Thursday, May 29, 2008

custody - relocation

Hogrelius v. Martin - Superior Court - May 29, 2008

The court affirmed a decision granting mother permission to move with child to Virginia, where they would live with mother's new husband.

A lot of the opinion dealt with economic factors, including the fact that the stepfather alone earned more than both parents combined.

The court also rejected father's claims that the proposed alternate arrangements for his partial custody were not adequate, because they involved a reduction in his custody time and a longer commute (5.5 hours each way). The court rejected this contention as well, stating:

In addressing this prong of the Gruber analysis, a court’s determination is not whether the alternative schedule would maintain the current level of the non-custodial parent’s interaction with the children, but rather whether the substitute arrangements “will foster adequately an ongoing relationship” between the non-custodial parent and the children....This Court addressed a similar contention in Goldfarb v. Goldfarb, 861 A.2d 340, 346 (Pa.Super. 2004), and concluded that the distance between the noncustodial parent and his relocated children is not the controlling concern. We stated, 'If it were, no necessity for a Gruber analysis would ever have arisen, as physical proximity would be a sine qua non of most if not all custody determinations.' Id. Thus, although an alternative custody schedule necessarily reduces the frequency of a parent’s interaction with a child because of the distance involved, relocation should not be denied for that reason alone....Gruber, 583 A.2d at 185-86. See also Ketterer v.

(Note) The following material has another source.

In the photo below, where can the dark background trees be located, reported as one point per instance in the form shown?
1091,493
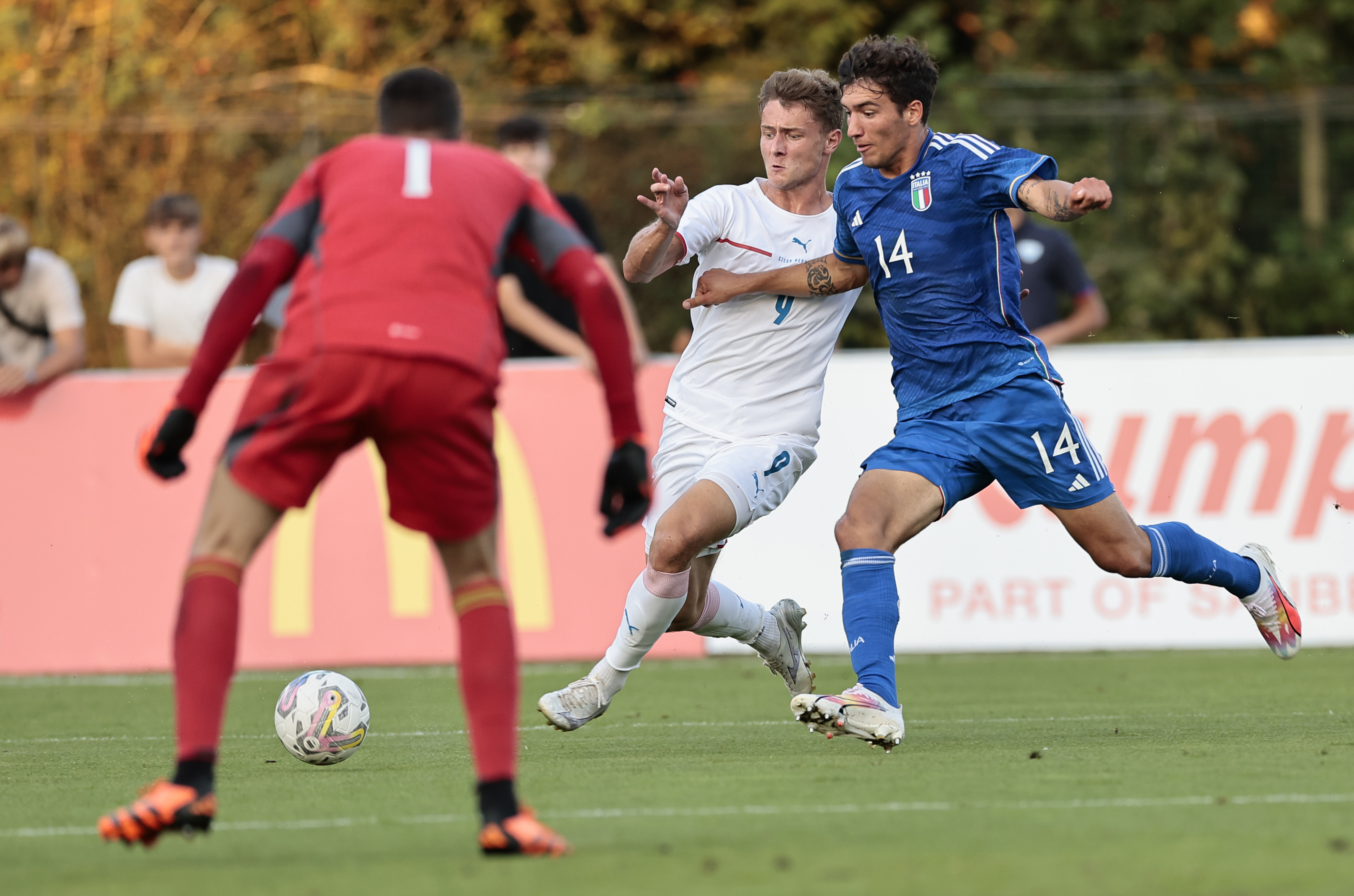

Seifert, 902 A.2d 533, 539 (Pa.Super. 2006) (fact that move of considerable distance will increase cost and logistical problems of maintaining contact between non-custodial parent and child will not necessarily preclude relocation when other factors favor it).

The court found that the proposed custody schedule for the father -- alternating weekends, most holidays, and seven weeks during the summer, as well as alternate holidays, and during extended breaks from school - would increases father’s extended, overnight custody and would adequately foster a healthy relationship between father and child.

UC - voluntary quit - "purely personal reasons"

Johnson v. UCBR - Commonwealth Court - May 29, 2008 - UNREPORTED DECISION

Claimant was denied UC benefits when she quit her part-time, weekend job without good cause under sec. 4021(b) of the UC Law. Her desire to spend more time with elderly family members was not good cause, in the absence of proof that her presence was required for them to get proper care. Her reason for leaving was thus "purely personal." She also failed to establish that she discussed the issue with her employer or made other efforts to preserve her job.

"Under certain circumstances, the family obligations of a claimant may constitute necessitous and compelling cause to quit employment. Du-Co Ceramics Co. v. UCBR, 546 Pa. 504, 686 A.2d 821 (1996).

For instance, in Pittsburgh Pipe and Coupling Company v. UCBR, 401 Pa. 501, 165 A.2d 374 (1960), the Supreme Court affirmed the granting of benefits to a claimant who quit his employment to return home and take care of his wife, who had suffered a disabling spinal injury, and their children.

Similarly, in Beachem v. UCBR, 760 A.2d 68 (Pa. Cmwlth. 2000), we concluded that a claimant who quit his employment to move back in with his eleven-year-old son, who was having emotional and behavioral problems, established necessitous and compelling cause for quitting, thereby entitling him to unemployment compensation benefits.

We have also granted benefits to a claimant when he quit his employment to move back home, in part, to take care of his ailing father. Speck v. UCBR, 680 A.2d 27 (Pa. Cmwlth. 1996).

However, in Green v. UCBR, 529 A.2d 597 (Pa. Cmwlth. 1987), we explained that while family obligations may constitute a necessitous and compelling reason to leave one's employment, the reasons may not be purely personal."